Decision

I have been given two choices to choose from at Goodwill. Well, actually three if one really thinks about it. I am either able to stay on as a cashier, move up to head cashier or move into the bak and start sorting clothes. I have already said no to staying a cashier. I need more hours. So that leaves me with head cashier or sorting clothes. I have been told by my boss that either one would be all right for me, since I am a reliable person, but I really don’t know which one would be the best for me.

With being the head cashier, I would be making more money, with the $.20 increase in pay. I would be working about thirty hours a week, though it could be more, and I would be able to get mangagerial experience. But there are downsides to this as well. I would not be able to be in choir, most likely because I would be working at least two Sundays a month, I would be working with people more, since I take complaints and stuff like that and I’m still not full time.

Now, with the sorting job, I would be full time, get weekends off and spend all day with Monica. But, unfortunately, I wouldn’t be moving around as much, and I would be doing the same thing over and over, which at least up front, I can go from putting away clothes, to helping costomers, and putting things onto the shelves. I would have a job where I would know when I would almost every week. I don’t want to say that I would know for sure, since it might vary somewhat from time to time, but it would make hanging out with friends and family a lot easier. I wouldn’t have to deal with costomers in the back very often, but that might shove me back into the shell that I had been in before starting at Goodwill.
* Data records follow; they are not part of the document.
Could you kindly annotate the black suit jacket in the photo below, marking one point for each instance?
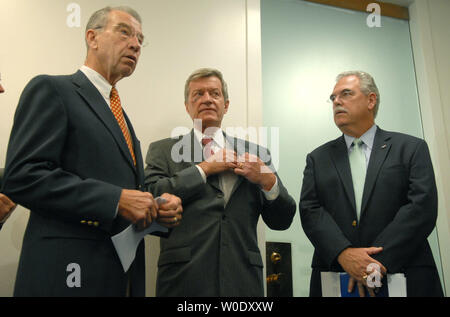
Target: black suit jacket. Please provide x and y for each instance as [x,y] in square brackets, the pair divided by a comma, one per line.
[1,178]
[398,212]
[68,162]
[214,251]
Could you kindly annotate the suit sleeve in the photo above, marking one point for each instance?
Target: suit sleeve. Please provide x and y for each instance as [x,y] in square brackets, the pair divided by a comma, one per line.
[415,220]
[319,226]
[34,174]
[159,178]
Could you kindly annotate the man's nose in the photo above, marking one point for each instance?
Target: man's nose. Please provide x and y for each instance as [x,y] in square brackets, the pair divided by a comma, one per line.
[134,42]
[206,98]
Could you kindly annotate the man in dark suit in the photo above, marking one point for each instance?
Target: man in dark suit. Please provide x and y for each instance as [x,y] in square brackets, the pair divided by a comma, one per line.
[6,205]
[224,187]
[74,160]
[369,197]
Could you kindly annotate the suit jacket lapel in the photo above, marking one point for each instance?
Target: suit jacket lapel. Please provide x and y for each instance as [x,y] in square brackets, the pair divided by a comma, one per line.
[340,159]
[96,102]
[196,155]
[380,150]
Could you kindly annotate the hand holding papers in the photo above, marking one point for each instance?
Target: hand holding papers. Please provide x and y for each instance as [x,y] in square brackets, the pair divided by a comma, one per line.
[335,284]
[126,242]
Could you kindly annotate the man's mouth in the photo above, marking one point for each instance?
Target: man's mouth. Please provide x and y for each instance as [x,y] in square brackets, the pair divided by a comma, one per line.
[339,111]
[133,58]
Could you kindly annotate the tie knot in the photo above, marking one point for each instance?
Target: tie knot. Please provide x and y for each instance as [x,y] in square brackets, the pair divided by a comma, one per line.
[206,140]
[114,92]
[358,142]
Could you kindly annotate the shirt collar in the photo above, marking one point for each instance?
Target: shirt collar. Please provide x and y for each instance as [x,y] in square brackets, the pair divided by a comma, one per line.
[368,137]
[218,137]
[102,85]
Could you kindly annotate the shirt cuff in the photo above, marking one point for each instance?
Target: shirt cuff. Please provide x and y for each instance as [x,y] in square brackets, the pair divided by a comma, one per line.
[202,173]
[273,193]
With both positions I am able to get insurance, which I need. I do not want to choose where I go just because I am able to work with Monica again. I need to choose because that is the best choice for me. I love Monica to death, but I have to be happy with where I am working also. I had hoped that writing this would help me bring my thoughts into perspective and help make my decision easier, but it hasn’t. :'( I know I don’t have a lot of time to choose, so I really need to get this made and quickly. I just have to hope it is the right decision.